With its stock down 10% over the past week, it is easy to disregard Bastei Lübbe (ETR:BST). But if you pay close attention, you might gather that its strong financials could mean that the stock could potentially see an increase in value in the long-term, given how markets usually reward companies with good financial health. Particularly, we will be paying attention to Bastei Lübbe's ROE today.
ROE or return on equity is a useful tool to assess how effectively a company can generate returns on the investment it received from its shareholders. Put another way, it reveals the company's success at turning shareholder investments into profits.
Return on Equity = Net Profit (from continuing operations) ÷ Shareholders' Equity
So, based on the above formula, the ROE for Bastei Lübbe is:
17% = €11m ÷ €63m (Based on the trailing twelve months to September 2024).
The 'return' refers to a company's earnings over the last year. So, this means that for every €1 of its shareholder's investments, the company generates a profit of €0.17.
So far, we've learned that ROE is a measure of a company's profitability. We now need to evaluate how much profit the company reinvests or "retains" for future growth which then gives us an idea about the growth potential of the company.
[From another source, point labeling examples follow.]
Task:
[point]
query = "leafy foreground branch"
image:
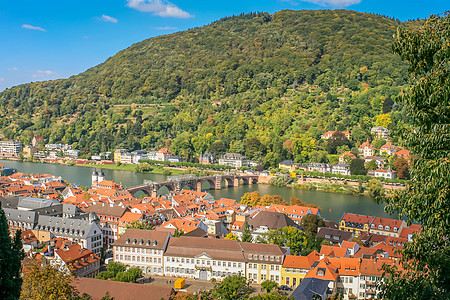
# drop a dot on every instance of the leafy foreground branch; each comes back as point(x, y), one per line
point(426, 260)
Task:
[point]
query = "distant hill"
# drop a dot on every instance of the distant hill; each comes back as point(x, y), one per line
point(289, 73)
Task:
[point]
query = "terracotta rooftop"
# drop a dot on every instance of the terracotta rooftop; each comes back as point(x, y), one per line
point(97, 289)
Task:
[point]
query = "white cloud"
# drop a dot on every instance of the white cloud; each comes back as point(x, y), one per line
point(44, 73)
point(330, 3)
point(26, 26)
point(166, 28)
point(162, 8)
point(108, 19)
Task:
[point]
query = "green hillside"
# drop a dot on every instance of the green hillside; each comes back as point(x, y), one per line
point(258, 84)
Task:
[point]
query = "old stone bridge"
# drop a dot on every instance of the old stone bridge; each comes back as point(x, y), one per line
point(176, 183)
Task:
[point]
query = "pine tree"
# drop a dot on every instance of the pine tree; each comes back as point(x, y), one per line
point(11, 255)
point(246, 235)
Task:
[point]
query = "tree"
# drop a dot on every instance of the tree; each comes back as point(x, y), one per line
point(387, 105)
point(288, 236)
point(11, 254)
point(402, 167)
point(267, 200)
point(269, 285)
point(178, 233)
point(231, 236)
point(296, 201)
point(232, 288)
point(372, 165)
point(270, 296)
point(311, 223)
point(251, 199)
point(383, 120)
point(246, 234)
point(338, 139)
point(357, 167)
point(375, 188)
point(425, 260)
point(46, 282)
point(147, 225)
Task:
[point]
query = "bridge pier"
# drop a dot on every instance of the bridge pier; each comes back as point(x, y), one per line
point(217, 183)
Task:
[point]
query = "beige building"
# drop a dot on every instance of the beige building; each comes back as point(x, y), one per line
point(143, 249)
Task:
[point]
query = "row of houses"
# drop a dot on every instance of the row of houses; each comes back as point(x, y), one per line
point(338, 269)
point(163, 154)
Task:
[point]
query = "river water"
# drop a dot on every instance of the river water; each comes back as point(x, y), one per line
point(333, 205)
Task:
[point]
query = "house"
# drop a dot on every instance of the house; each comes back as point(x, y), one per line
point(378, 160)
point(319, 282)
point(29, 240)
point(387, 226)
point(162, 154)
point(327, 135)
point(346, 156)
point(319, 167)
point(380, 132)
point(366, 149)
point(206, 159)
point(355, 223)
point(97, 289)
point(343, 169)
point(109, 216)
point(294, 212)
point(10, 148)
point(203, 258)
point(264, 221)
point(75, 259)
point(371, 277)
point(334, 236)
point(295, 268)
point(143, 249)
point(264, 261)
point(288, 165)
point(118, 155)
point(126, 219)
point(388, 174)
point(388, 149)
point(36, 140)
point(234, 160)
point(404, 153)
point(138, 155)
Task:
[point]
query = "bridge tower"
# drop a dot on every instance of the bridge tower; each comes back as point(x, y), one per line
point(217, 183)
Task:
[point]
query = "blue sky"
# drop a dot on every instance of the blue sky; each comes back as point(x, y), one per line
point(51, 39)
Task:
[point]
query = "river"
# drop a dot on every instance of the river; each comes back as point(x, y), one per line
point(333, 204)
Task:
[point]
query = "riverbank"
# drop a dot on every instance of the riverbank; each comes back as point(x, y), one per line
point(132, 168)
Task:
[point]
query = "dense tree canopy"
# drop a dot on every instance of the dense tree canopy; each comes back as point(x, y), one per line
point(273, 83)
point(426, 260)
point(11, 254)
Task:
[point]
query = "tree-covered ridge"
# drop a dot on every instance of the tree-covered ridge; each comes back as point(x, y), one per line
point(255, 79)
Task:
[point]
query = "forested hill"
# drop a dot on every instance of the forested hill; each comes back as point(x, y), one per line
point(248, 76)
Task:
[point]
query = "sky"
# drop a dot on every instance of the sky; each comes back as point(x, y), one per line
point(49, 39)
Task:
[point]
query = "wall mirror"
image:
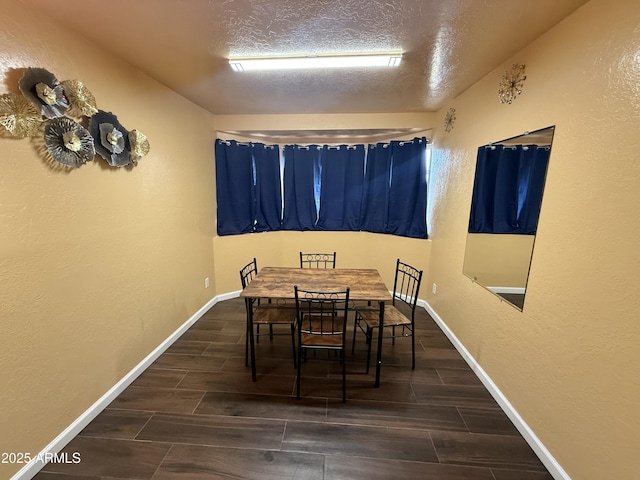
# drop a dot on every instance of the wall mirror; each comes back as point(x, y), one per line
point(505, 207)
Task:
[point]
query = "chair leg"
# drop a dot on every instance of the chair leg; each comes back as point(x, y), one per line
point(344, 379)
point(355, 328)
point(246, 346)
point(298, 373)
point(293, 344)
point(369, 337)
point(413, 350)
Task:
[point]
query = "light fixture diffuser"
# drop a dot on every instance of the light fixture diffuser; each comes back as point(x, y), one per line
point(320, 61)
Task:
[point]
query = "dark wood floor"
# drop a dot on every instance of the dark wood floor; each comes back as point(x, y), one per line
point(196, 414)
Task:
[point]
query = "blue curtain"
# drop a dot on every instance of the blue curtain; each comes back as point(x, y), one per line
point(507, 189)
point(301, 181)
point(247, 187)
point(268, 212)
point(395, 190)
point(341, 182)
point(234, 193)
point(375, 199)
point(408, 191)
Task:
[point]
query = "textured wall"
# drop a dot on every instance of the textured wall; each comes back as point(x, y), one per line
point(569, 362)
point(97, 265)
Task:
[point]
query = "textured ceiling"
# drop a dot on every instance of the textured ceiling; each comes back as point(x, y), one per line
point(449, 45)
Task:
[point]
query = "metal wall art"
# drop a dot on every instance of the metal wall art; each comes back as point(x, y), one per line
point(511, 84)
point(449, 119)
point(74, 128)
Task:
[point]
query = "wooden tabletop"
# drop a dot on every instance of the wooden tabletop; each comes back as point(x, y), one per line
point(278, 282)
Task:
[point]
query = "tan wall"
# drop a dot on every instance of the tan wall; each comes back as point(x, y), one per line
point(498, 260)
point(97, 265)
point(569, 362)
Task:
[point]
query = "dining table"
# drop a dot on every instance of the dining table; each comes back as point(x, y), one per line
point(277, 284)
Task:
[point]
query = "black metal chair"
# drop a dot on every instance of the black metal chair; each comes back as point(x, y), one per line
point(318, 260)
point(322, 320)
point(405, 292)
point(265, 313)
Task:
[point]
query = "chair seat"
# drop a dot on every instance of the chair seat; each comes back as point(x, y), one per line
point(392, 317)
point(274, 316)
point(328, 327)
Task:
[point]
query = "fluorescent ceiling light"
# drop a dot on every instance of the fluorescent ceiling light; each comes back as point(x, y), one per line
point(326, 61)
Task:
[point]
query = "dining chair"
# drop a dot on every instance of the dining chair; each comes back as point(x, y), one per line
point(318, 260)
point(265, 313)
point(405, 296)
point(322, 320)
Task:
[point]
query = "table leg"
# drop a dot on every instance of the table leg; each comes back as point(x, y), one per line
point(252, 349)
point(379, 352)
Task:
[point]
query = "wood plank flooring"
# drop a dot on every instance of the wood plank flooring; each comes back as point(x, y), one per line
point(195, 414)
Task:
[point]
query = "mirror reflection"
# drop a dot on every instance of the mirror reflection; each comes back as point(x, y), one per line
point(505, 207)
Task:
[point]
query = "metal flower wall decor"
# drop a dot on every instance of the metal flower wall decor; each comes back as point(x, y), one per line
point(74, 128)
point(511, 84)
point(449, 119)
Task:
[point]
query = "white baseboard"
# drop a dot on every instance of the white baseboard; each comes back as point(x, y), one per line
point(555, 469)
point(515, 290)
point(57, 444)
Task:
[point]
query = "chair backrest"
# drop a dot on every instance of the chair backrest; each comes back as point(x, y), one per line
point(322, 317)
point(318, 260)
point(406, 285)
point(247, 273)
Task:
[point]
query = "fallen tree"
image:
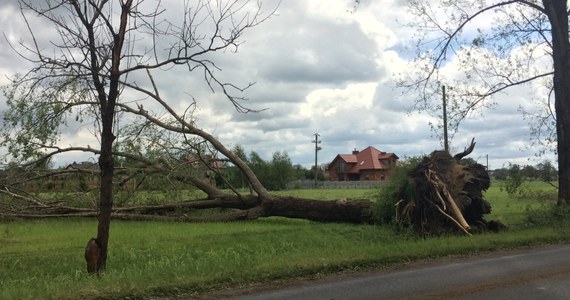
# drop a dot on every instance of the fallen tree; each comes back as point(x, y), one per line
point(444, 195)
point(440, 195)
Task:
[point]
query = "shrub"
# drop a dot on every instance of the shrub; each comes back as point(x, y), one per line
point(397, 187)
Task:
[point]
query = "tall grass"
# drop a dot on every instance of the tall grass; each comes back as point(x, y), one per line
point(44, 259)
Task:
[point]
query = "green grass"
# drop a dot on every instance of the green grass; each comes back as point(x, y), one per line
point(44, 259)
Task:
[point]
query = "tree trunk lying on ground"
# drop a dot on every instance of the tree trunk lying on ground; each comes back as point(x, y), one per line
point(447, 196)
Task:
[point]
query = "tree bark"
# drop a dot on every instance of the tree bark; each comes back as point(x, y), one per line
point(557, 13)
point(106, 164)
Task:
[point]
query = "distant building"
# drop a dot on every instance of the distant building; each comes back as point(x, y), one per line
point(370, 164)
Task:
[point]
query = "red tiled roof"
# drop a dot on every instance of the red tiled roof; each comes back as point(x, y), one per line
point(369, 158)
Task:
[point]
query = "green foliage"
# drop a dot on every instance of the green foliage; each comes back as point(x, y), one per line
point(35, 112)
point(273, 174)
point(512, 184)
point(398, 186)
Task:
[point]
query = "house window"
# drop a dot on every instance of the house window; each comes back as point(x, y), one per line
point(340, 167)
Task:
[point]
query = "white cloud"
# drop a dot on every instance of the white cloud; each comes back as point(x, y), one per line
point(319, 68)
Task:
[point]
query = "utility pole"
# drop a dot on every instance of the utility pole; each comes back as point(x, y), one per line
point(317, 148)
point(445, 142)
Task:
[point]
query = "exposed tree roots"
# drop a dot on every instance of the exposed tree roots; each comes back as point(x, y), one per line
point(446, 196)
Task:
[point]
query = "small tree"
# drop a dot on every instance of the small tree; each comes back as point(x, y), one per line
point(104, 49)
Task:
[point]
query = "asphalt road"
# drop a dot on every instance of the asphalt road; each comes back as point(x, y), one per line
point(532, 274)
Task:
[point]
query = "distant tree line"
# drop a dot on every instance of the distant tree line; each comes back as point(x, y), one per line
point(274, 174)
point(543, 171)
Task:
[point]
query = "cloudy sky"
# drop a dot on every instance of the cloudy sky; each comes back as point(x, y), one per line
point(320, 69)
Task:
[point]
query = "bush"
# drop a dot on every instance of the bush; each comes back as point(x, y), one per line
point(398, 186)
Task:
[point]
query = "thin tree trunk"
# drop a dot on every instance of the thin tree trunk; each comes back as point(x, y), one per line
point(107, 138)
point(557, 14)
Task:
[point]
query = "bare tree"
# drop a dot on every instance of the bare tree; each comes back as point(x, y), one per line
point(103, 49)
point(498, 46)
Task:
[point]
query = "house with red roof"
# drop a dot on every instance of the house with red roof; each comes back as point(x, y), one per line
point(369, 164)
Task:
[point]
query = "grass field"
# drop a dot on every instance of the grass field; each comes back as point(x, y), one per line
point(43, 259)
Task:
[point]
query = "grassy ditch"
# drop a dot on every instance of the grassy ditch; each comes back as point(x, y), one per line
point(43, 259)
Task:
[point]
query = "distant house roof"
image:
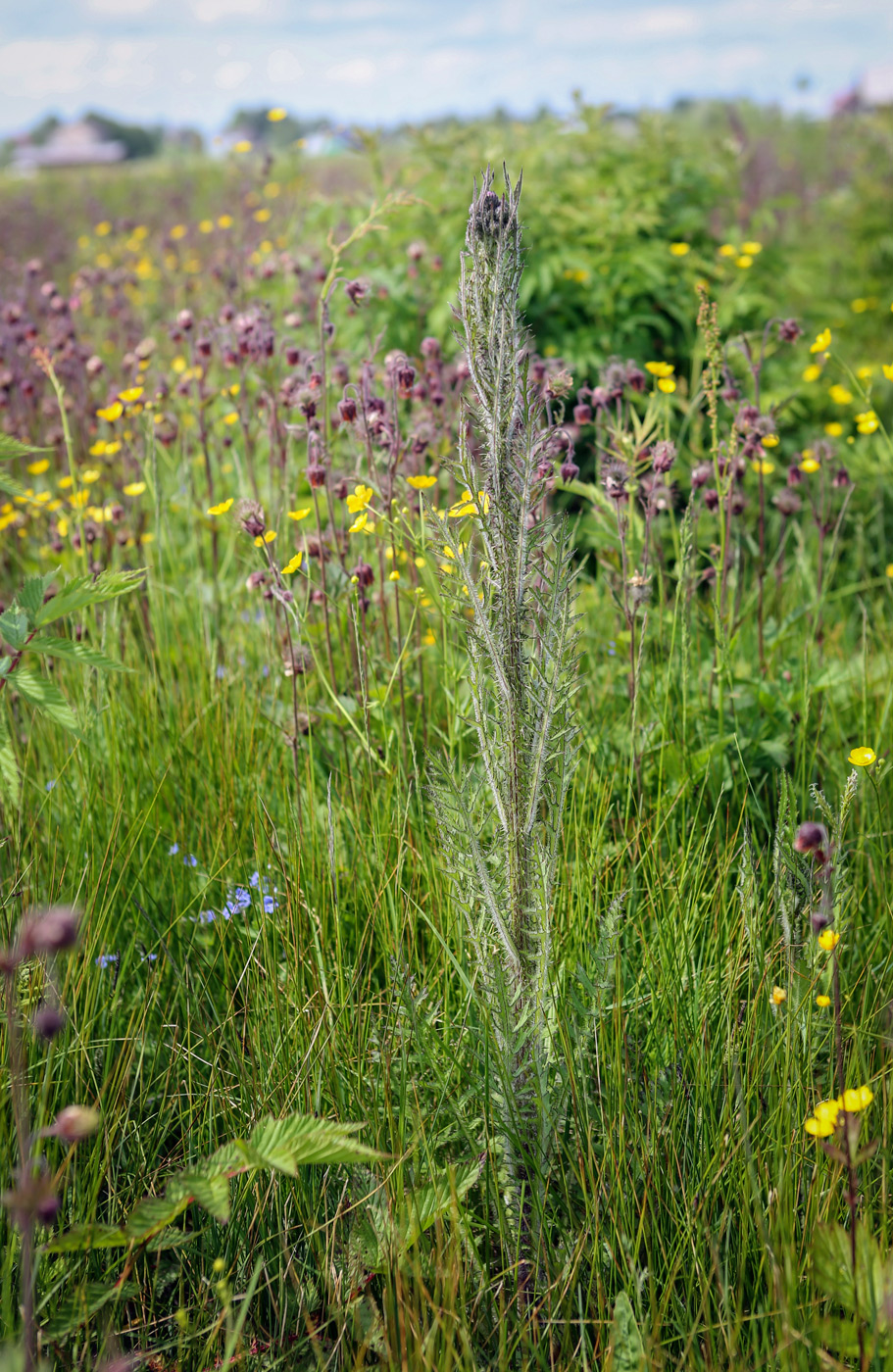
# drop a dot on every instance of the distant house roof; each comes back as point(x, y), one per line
point(71, 146)
point(875, 86)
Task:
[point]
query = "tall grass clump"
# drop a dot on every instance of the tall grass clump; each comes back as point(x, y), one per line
point(509, 573)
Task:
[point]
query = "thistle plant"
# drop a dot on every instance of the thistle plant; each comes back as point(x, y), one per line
point(509, 578)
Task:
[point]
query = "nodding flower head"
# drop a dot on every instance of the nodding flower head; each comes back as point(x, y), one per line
point(251, 517)
point(665, 456)
point(615, 482)
point(811, 839)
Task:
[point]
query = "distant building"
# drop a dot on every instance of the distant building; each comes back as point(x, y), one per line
point(71, 146)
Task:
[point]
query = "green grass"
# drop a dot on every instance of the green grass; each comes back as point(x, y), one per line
point(682, 1173)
Generally speaking, other things being equal, firms with a high return on equity and profit retention, have a higher growth rate than firms that don't share these attributes.
To begin with, Bastei Lübbe seems to have a respectable ROE. Further, the company's ROE compares quite favorably to the industry average of 5.8%. This certainly adds some context to Bastei Lübbe's exceptional 21% net income growth seen over the past five years. We reckon that there could also be other factors at play here. For instance, the company has a low payout ratio or is being managed efficiently.
Next, on comparing with the industry net income growth, we found that the growth figure reported by Bastei Lübbe compares quite favourably to the industry average, which shows a decline of 19% over the last few years.
Earnings growth is an important metric to consider when valuing a stock. What investors need to determine next is if the expected earnings growth, or the lack of it, is already built into the share price. Doing so will help them establish if the stock's future looks promising or ominous. One good indicator of expected earnings growth is the P/E ratio which determines the price the market is willing to pay for a stock based on its earnings prospects. So, you may want to check if Bastei Lübbe is trading on a high P/E or a low P/E, relative to its industry.